The authority secured the £16,828,488 Brownfield Housing Fund money from the Government to support the delivery of between 1,000 and 1,400 new homes on brownfield sites with the money to be spent by March, 2026, and for work to commence by the same deadline.

Bidding for a share of the money attracted 50 applications and a number of approved schemes were reported back to the EMCCA board.

EMCCA has identified 12 projects covering 1,479 homes that can now move to the next phase and they will need to submit a business case to the EMCCA board for approval.

The number of houses and the locations include: 18 at Miller Road, Mastin Moor, Chesterfield; 58 at Welbeck Gardens, Bolsover; 109 on land off Bridge Street, Langley Mill, in the Amber Valley; 11 at the former Argos, Bath Street, Ilkeston; 112 at Castleward, Derby; 50 at St Peters Street, Derby; 33 at Mansfield Road, Derby; 322 at The Island Quarter, Nottingham (Phase 1); 382 at Queens Road, Nottingham (Phase 2); 309 at Hawton Lane, New Balderton, Newark and Sherwood; 45 at Trent Basin West, Nottingham; And 30 at Leviers Court, Arnold, Gedling.

Mr Goshawk said: “We are hoping to see some positive housing growth across various brownfield sites in the area.”

Brownfield sites include land that has been previously developed or not used and which may be contaminated from previous industrial use and it may require cleaning or land remediation before it can be used for housing.

The funding will help with site acquisition, site remediation, off-site and on-site infrastructure, delivery of new homes, creating public realms, and providing support for the delivery of capital projects.
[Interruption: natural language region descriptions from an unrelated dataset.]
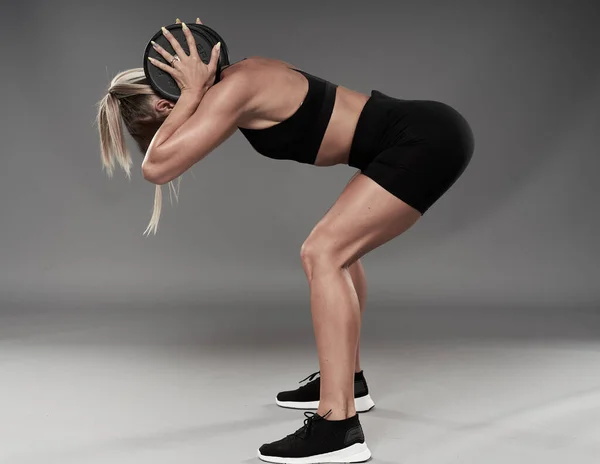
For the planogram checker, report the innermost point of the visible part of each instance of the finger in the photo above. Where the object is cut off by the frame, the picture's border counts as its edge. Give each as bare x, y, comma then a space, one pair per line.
190, 40
159, 64
162, 52
174, 43
214, 57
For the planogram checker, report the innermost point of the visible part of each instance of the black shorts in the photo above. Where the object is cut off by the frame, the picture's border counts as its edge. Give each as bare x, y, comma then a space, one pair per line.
415, 149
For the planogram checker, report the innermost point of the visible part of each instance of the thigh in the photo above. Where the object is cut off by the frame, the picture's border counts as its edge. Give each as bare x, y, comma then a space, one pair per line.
364, 217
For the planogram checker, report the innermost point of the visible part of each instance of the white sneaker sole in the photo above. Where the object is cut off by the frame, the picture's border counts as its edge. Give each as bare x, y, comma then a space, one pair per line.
362, 404
358, 452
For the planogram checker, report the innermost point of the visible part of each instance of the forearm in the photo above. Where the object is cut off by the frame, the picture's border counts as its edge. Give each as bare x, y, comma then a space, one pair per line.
181, 112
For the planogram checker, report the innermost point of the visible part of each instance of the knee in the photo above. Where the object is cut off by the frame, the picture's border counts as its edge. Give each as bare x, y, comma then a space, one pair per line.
318, 252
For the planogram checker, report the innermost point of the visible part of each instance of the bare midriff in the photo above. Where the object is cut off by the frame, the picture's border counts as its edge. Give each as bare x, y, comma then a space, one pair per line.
284, 94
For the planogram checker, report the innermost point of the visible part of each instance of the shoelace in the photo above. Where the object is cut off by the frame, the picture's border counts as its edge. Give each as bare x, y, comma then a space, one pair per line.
311, 418
311, 377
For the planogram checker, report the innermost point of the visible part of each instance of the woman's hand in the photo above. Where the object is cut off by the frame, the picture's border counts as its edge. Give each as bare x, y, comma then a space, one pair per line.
189, 71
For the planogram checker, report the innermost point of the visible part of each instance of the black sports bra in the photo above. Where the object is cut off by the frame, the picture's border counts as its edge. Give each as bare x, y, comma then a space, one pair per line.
299, 137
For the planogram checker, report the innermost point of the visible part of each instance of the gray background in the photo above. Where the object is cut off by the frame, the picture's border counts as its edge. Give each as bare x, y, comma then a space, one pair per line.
509, 255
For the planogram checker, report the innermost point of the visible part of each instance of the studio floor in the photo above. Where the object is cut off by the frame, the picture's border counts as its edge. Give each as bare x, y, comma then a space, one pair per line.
129, 384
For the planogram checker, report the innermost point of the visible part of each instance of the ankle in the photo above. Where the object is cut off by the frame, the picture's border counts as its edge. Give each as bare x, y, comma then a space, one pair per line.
337, 412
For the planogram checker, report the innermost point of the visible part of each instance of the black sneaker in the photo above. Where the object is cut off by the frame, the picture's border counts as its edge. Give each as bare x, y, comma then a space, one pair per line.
319, 441
307, 396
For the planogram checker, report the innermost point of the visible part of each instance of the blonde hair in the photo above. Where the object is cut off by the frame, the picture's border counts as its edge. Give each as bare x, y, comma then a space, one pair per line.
129, 102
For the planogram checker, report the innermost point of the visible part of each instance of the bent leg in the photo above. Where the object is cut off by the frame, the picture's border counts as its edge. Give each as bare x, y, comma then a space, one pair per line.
364, 217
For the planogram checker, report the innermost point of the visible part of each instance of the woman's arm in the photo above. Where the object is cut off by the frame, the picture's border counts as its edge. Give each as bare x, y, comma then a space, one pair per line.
214, 120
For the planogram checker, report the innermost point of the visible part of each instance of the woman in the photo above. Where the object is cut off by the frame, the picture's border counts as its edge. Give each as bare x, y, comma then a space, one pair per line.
409, 153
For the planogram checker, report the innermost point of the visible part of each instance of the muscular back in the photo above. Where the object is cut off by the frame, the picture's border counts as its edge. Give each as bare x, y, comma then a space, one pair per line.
276, 93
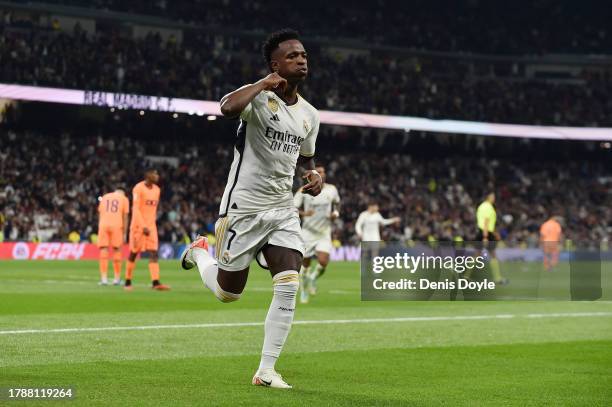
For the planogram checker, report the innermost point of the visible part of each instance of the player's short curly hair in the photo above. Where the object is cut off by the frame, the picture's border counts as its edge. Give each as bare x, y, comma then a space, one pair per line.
271, 43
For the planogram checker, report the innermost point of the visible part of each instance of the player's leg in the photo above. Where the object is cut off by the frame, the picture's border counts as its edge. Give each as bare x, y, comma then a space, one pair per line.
135, 243
322, 249
554, 256
545, 256
237, 239
304, 270
130, 265
103, 243
116, 242
495, 267
117, 258
151, 246
304, 295
154, 272
103, 265
284, 264
319, 269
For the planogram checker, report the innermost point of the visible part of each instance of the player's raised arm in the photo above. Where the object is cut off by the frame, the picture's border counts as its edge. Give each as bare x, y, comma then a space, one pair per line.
235, 102
390, 221
359, 225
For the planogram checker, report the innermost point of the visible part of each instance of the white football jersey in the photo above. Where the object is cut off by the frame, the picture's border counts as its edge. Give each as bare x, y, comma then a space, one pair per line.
319, 223
271, 136
368, 225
Derbyshire County Cllr Carolyn Renwick, who chaired the EMCCA meeting, said: “It’s always really important to get that accelerated funding.

“We are all aware that parts of our industrial heritage have meant that we have got a lot of potential brownfield sites but we cannot build these out without Government intervention.”

Cllr Renwick pointed out some bigger brownfield sites like the former colliery site at Markham Vale, in Derbyshire, which hosts a business park, and the remediated former coking site at The Avenue, in Wingerworth, Derbyshire, which hosts new housing cost many millions of pounds to clean and restore.

She added that she hopes the EMCCA Mayor, Claire Ward, can continue to lobby the Government for extra investment for identified brownfield sites that are ‘just not viable without intervention’ because this would ‘massively solve our housing projects’.

EMCCA includes representatives from Derbyshire County and Derby City councils, and Nottinghamshire County and Nottingham City councils, and was launched this year under a devolution deal with a guaranteed funding stream of £1.14bn to be spread over 30-years with devolved powers around transport, housing, skills and adult education, economic development and net zero targets.